その後、胸を押さえる翼を心配する三澤に家に戻されかけたが、大丈夫だと言い張り、正午過ぎにふたりでレオニーランドにやってきた。
 三澤は十三時からのショーがあるので準備に入っている。翼はショー施設の隣のカフェで時間を潰していた。

「あれぇ、大塚じゃん」

 すると、新たに店に入ってきた女性と男性の六人組に声をかけられた。クラスメイトだ。

 一学期の間、まともに話したこともないのに、彼らは翼が座っている二人がけテーブルの横の並びのテーブルに、当然のように腰を下ろす。

「大塚、誰と来てんの?」

 クラスで中心的な存在だと認識している男子の天宮(あまみや)にさらりと問われて、「あの、三澤君と」と緊張しつつ答えると、天宮はアイドルのように整った顔ですぐに頷いた。

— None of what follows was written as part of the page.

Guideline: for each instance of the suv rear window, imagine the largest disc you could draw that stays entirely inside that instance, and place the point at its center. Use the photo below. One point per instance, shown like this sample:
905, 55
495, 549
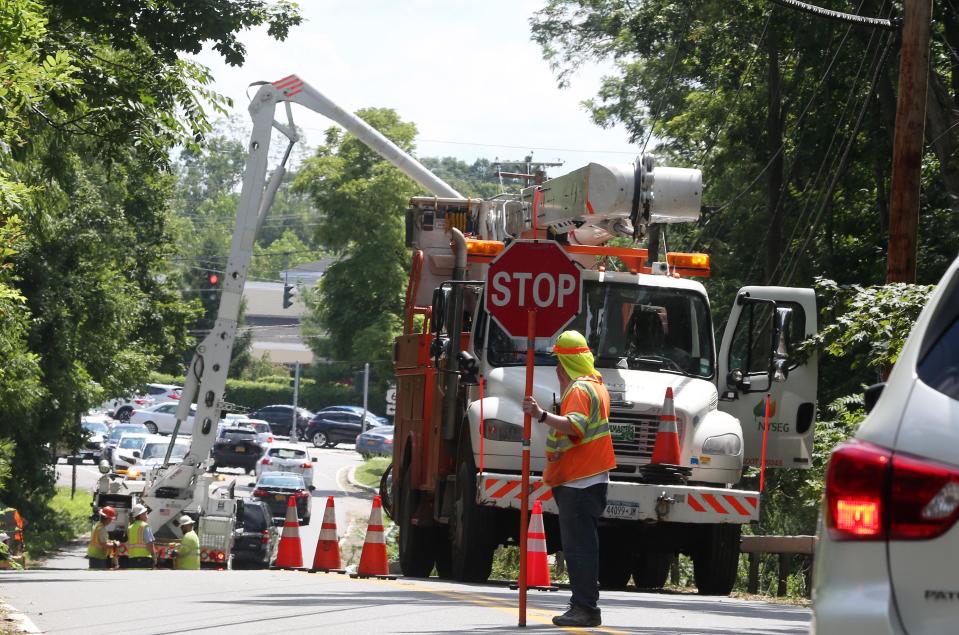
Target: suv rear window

「ああ、ふたりはいつも一緒にいるもんな。ってことは、レオニーショーの時間待ち?」
「え?」

 三澤がショーに出ていることを知っているようだ。

「あたしたちもさ、ショーの整理券買ったんだ。びっくりしちゃった。夏休み入ってすぐにここに遊びに来てさ、子供だましのショーなんて、って思ったけど涼みたくて入ったわけ。そしたら三澤がキャストにいるじゃん!」

 他の生徒も「だよな」「そうそう」と頷いた。

 皆が知っていることに驚きつつ、彼らが今にも笑い出しそうな表情をしていて、翼は皆が三澤を馬鹿にしているのかと思った。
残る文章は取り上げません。